Unfortunately, the automation system is set up as a Windows service, which necessarily has to run in a default environment. Additionally, the environments change depending on the architecture of the requested build, so starting the service in a specific build environment just won't work.

The solution? Since all information about a build "job" is stored in a central database, I reorganized my code so that the service can launch a process that sets up the proper build environment and then calls a separate program to execute the build scripts for that job. The "job processor", as I call it, reads the database and executes the specified tasks within the build environment, since it's inherited that environment from the process launched by the backend service. And the service waits for that master process to exit before going on to process the next job, so it works well.

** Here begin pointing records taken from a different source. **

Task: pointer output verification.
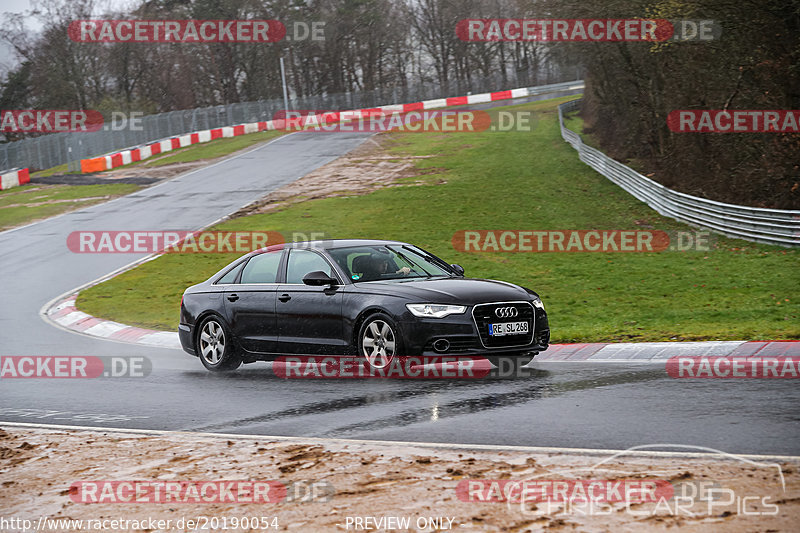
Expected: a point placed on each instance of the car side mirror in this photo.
(319, 278)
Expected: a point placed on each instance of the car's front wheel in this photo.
(379, 342)
(215, 346)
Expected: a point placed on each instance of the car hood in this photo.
(447, 290)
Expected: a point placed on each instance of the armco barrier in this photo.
(770, 226)
(14, 178)
(124, 157)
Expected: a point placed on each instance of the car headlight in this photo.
(435, 310)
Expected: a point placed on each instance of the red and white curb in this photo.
(14, 178)
(132, 155)
(598, 352)
(65, 314)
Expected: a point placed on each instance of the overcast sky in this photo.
(8, 58)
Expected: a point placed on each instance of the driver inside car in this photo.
(382, 266)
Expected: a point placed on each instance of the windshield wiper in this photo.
(409, 261)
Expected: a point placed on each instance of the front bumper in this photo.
(460, 331)
(186, 336)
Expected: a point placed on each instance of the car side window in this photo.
(230, 277)
(262, 268)
(301, 262)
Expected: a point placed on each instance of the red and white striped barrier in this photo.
(14, 178)
(124, 157)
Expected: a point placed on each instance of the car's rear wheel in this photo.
(379, 342)
(215, 346)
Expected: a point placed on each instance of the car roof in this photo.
(326, 244)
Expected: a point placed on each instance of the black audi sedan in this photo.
(368, 298)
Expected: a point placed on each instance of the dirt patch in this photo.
(373, 480)
(361, 171)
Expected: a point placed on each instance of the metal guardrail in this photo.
(770, 226)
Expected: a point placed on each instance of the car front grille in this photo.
(485, 314)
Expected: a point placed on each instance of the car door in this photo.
(250, 303)
(309, 318)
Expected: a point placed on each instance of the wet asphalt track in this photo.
(577, 405)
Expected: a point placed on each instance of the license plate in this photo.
(508, 328)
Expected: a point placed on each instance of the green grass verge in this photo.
(27, 203)
(519, 180)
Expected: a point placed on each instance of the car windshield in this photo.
(382, 262)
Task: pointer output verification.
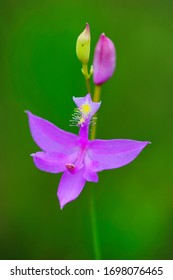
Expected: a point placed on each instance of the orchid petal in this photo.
(49, 137)
(114, 153)
(52, 162)
(70, 187)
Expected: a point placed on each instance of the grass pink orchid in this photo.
(78, 157)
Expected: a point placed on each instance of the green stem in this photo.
(87, 77)
(96, 98)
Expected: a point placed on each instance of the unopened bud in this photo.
(104, 60)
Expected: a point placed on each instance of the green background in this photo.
(39, 71)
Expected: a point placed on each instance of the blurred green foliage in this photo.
(40, 72)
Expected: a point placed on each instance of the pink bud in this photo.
(104, 60)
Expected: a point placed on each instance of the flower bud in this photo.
(83, 45)
(104, 60)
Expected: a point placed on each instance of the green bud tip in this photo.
(83, 45)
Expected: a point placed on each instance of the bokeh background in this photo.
(39, 71)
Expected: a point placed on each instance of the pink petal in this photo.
(49, 137)
(114, 153)
(52, 162)
(70, 187)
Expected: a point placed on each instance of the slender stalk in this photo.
(87, 77)
(97, 254)
(96, 98)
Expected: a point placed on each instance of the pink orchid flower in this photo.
(79, 158)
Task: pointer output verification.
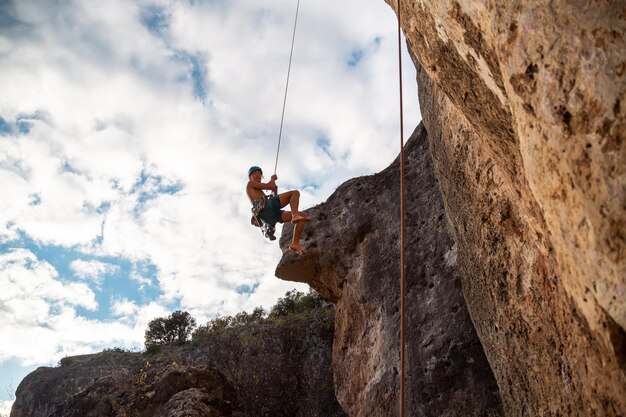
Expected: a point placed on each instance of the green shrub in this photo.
(174, 329)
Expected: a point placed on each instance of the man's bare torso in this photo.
(254, 191)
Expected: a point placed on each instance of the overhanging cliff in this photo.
(523, 104)
(354, 258)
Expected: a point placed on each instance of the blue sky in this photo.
(126, 130)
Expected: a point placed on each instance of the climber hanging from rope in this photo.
(266, 209)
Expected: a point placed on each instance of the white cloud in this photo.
(93, 270)
(122, 159)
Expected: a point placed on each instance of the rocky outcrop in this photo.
(353, 259)
(271, 368)
(280, 368)
(523, 106)
(124, 384)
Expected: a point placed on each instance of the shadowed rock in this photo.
(353, 259)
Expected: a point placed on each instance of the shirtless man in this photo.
(272, 212)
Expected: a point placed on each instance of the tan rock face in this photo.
(354, 256)
(524, 106)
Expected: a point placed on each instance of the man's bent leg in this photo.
(297, 232)
(293, 199)
(295, 242)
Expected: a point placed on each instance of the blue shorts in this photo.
(272, 213)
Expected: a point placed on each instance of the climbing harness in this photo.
(282, 117)
(402, 231)
(266, 229)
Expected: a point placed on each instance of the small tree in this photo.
(296, 302)
(174, 329)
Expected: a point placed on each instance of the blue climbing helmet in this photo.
(253, 169)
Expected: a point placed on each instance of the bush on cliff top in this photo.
(179, 326)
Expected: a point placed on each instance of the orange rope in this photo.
(402, 231)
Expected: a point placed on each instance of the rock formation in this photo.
(524, 107)
(266, 369)
(354, 258)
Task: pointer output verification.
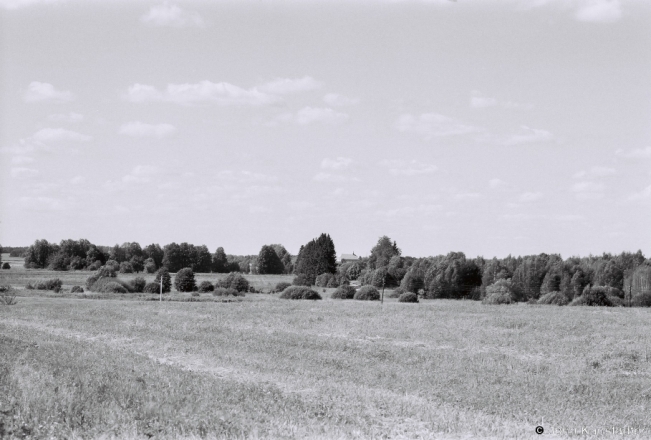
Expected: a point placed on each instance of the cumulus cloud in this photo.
(70, 117)
(310, 115)
(430, 125)
(528, 136)
(635, 153)
(39, 92)
(336, 100)
(478, 100)
(221, 93)
(408, 168)
(339, 163)
(599, 11)
(281, 86)
(171, 15)
(140, 129)
(59, 135)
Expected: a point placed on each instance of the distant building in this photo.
(349, 258)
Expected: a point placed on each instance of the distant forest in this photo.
(444, 276)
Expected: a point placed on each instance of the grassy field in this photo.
(270, 368)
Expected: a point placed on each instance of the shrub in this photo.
(281, 286)
(126, 267)
(112, 287)
(343, 292)
(184, 280)
(408, 297)
(103, 272)
(139, 284)
(167, 280)
(498, 298)
(642, 299)
(367, 293)
(235, 281)
(555, 298)
(206, 286)
(299, 292)
(152, 288)
(397, 292)
(302, 280)
(226, 291)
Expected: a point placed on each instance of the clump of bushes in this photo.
(206, 286)
(138, 284)
(226, 291)
(299, 292)
(593, 296)
(281, 286)
(642, 300)
(51, 284)
(235, 281)
(343, 292)
(408, 297)
(184, 280)
(554, 298)
(152, 287)
(367, 293)
(164, 275)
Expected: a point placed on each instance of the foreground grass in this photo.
(330, 369)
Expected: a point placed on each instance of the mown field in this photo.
(270, 368)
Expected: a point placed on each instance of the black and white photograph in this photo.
(325, 219)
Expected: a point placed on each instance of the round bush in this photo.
(206, 286)
(299, 292)
(152, 288)
(281, 286)
(367, 293)
(139, 284)
(555, 298)
(343, 292)
(184, 280)
(498, 298)
(408, 297)
(642, 300)
(113, 287)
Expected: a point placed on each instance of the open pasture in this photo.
(271, 368)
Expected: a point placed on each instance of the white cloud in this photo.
(408, 168)
(336, 100)
(140, 129)
(599, 11)
(38, 92)
(636, 153)
(71, 117)
(59, 134)
(205, 91)
(281, 86)
(644, 194)
(530, 196)
(23, 173)
(431, 125)
(336, 164)
(528, 136)
(478, 100)
(171, 15)
(309, 115)
(496, 183)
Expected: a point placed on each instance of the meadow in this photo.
(264, 367)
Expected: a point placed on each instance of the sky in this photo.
(486, 127)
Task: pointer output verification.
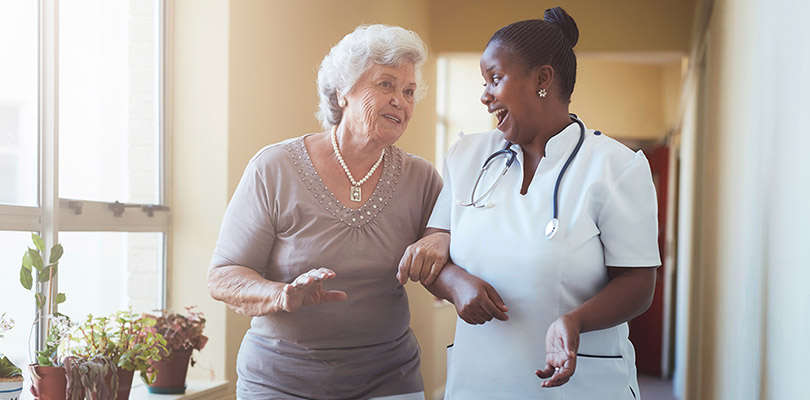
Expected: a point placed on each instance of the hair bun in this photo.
(559, 17)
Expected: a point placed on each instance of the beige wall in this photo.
(750, 334)
(244, 77)
(627, 100)
(617, 25)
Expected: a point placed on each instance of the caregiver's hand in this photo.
(562, 343)
(307, 290)
(476, 301)
(424, 260)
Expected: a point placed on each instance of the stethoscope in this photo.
(553, 225)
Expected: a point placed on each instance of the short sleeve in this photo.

Here's a code sample of the backend service launching that master process:

[code]

Process oProc = new Process();

oProc.StartInfo.FileName = "cmd.exe";

oProc.StartInfo.WorkingDirectory = "[buildenvironment_folder]";

oProc.StartInfo.RedirectStandardInput = true;

oProc.StartInfo.UseShellExecute = false;

oProc.Start();

oProc.StandardInput.WriteLine("[setup_buildenvironment.cmd] [params]");

oProc.StandardInput.WriteLine("processjob.exe [jobnum] [params]");

oProc.StandardInput.WriteLine("exit");

oProc.WaitForExit();

oProc.Close();

// Post-job code here.

Basically, this code starts a CMD window and then, just like a regular user, sends the necessary commands to set everything up and run the job processor, then exit once the job processor is finished. The job processor reports back to the backend service by way of the database, by setting flags as appropriate as to whether certain tasks succeeded or failed.

So far, it seems to be a pretty robust solution to a very non-intuitive problem. But the challenges didn't end here - in my next article, I'll describe some of the interesting things I learned while writing the job processor. 

- Matt

Comments

  • Anonymous
    February 01, 2008
    I'm not sure how robust that really is, since the compexity of error detection and reporting isn't really considered.  For example, if the build errors out, there's no real good way to detect that. Wouldn't it be better to directly invoke the build process executable(s), so that you could at a minimum check the process exit code?  Nearly all build tools signal errors in this way. In addition, invoking the executable directly makes it easier to associated standard output and standard error output with each individual executable.  That probably simplifies the process of parsing the tool output, if that is required.